The problem I see is both simple and complex. At its foundation is a desire to simplify everything to a binary decision - black or white, good or bad, heaven or hell. It becomes complicated when you add some theological overlays - the nature and authority of the Bible, the meaning of God, the purpose of Jesus life and death, the relationship between the human soul and the idea of eternity.
Many people find the simplicity of black and white choices highly attractive. To illustrate how easy it is, I myself have begun to wonder whether there is a psychological tendency for humans to fall into two categories: those who see everything as binary options and those who don’t. I think there’s a joke in there somewhere.
I find the reality of life to be a whole lot more grey than black or white. I am pretty sure this is largely because of my involvement in social service delivery, perhaps I have been sucked into the post-modern mindset, or maybe I just have deep trauma from a lifetime as a Collingwood supporter. I think this is why I can’t be a fundamentalist. I tried to be for a while, but it didn’t take - real life got in the way. I couldn’t believe the things I was supposed to believe about the Bible after I’d read it (several times, the whole way through, eventually much of it in Greek and Hebrew). For a while I thought that my apparent dissent would marginalise and isolate me, maybe even make it impossible for me to stay a Christian. However, I soon found (and continue to find) many people who feel as I do. I also have come to understand through an appreciation of Christian history that the noisiest voices are not always the ones in the centre - though they might like you to think that they are.
I believe that many of us are losing, or have lost, the capacity to appreciate the value of metaphor and story as vehicles for communicating truth. We might even say things like ‘that person’s life must be Hell’ without taking seriously how right we might be. Why do we have to be forced into choices between Hell on earth or Hell as the burning fires of eternity; salvation as rescue from an existential predicament or salvation as eternal insurance for the soul; Jesus as a human being or Jesus as the definitive manifestation of the Hebrew God?

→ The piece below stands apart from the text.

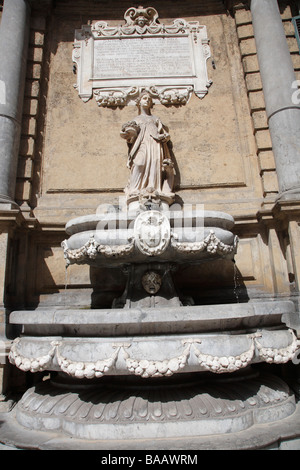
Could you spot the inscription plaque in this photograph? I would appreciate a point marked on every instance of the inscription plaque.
(115, 63)
(144, 58)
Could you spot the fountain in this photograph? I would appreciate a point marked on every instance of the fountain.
(155, 367)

The denial of these choices is rooted in a recognition of the concrete experiences and expressions of salvation throughout the Bible: the Exodus from Egypt, the return from exile, Jesus’ feeding, healing and reconciling people to themselves, their communities and their God.
I refuse to believe that because I can’t be a fundamentalist therefore I can’t be a Christian and I refuse to be forced into making false choices that don’t reflect my experience of life. I’m also not very good at being quiet when something upsets me… but at least I’m learning to take my time in responding.